The band’s début album already contained a blend of moods, from the festive spirit of Oscar Thiffault’s irresistible song, to protest songs such as “Souffrance”: “I live in a country that’s pretty rotten… It reflects our concerns, stories like that of the small cheese-maker who’s getting trampled on.”

Langlois is particularly concerned about the path of the Energy East Pipeline, “which will pass through my land,” he says – land originally plowed by his family’s first North American ancestor, François Langlois, who sailed across the Atlantic to New France in 1667, settled in Neuville, and created a business that will be the topic of a major report this fall as part of Radio-Canada’s La Semaine verte television series.
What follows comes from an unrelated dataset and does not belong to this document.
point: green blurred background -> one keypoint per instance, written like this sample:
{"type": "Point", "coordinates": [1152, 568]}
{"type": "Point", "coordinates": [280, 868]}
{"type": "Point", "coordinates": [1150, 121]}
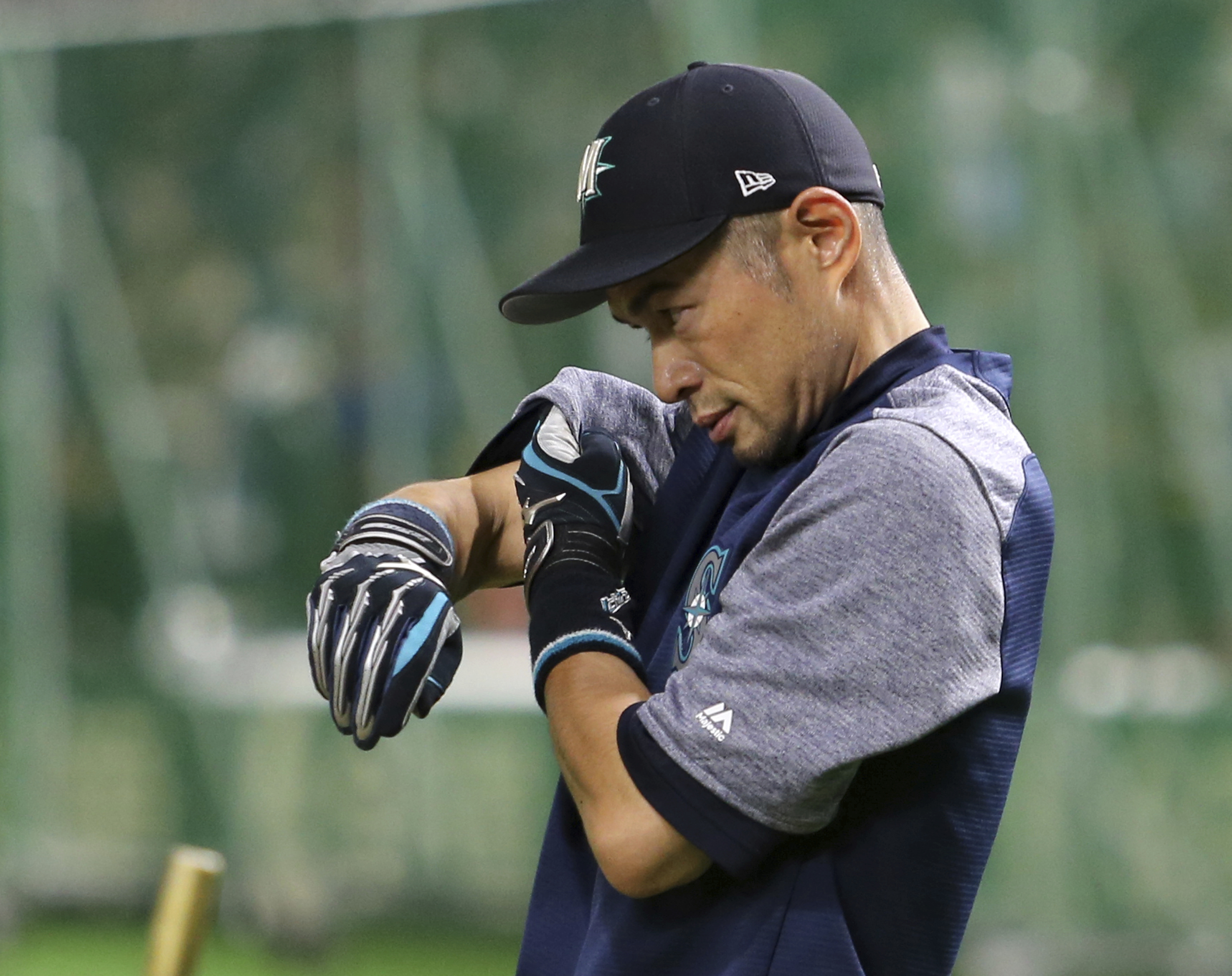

The idea of allowing oil to flow across this ancestral land is enough to stir up anybody’s inner punk. “There is so much to protest again in agriculture,” says Langlois, “and since most farmers don’t have access to a mic and a stage, we’re going to do it on their behalf.”

Carotté will perform in local festivals and agricultural fairs throughout the summer, with its own mixture of joyful and angry music. New songs will be added to the band’s repertoire in preparation for a new album to be released in 2018. The Ferme Langlois et Fils (Chez Médé) cannery is open from Wednesday to Sunday in June, and every day from July to October.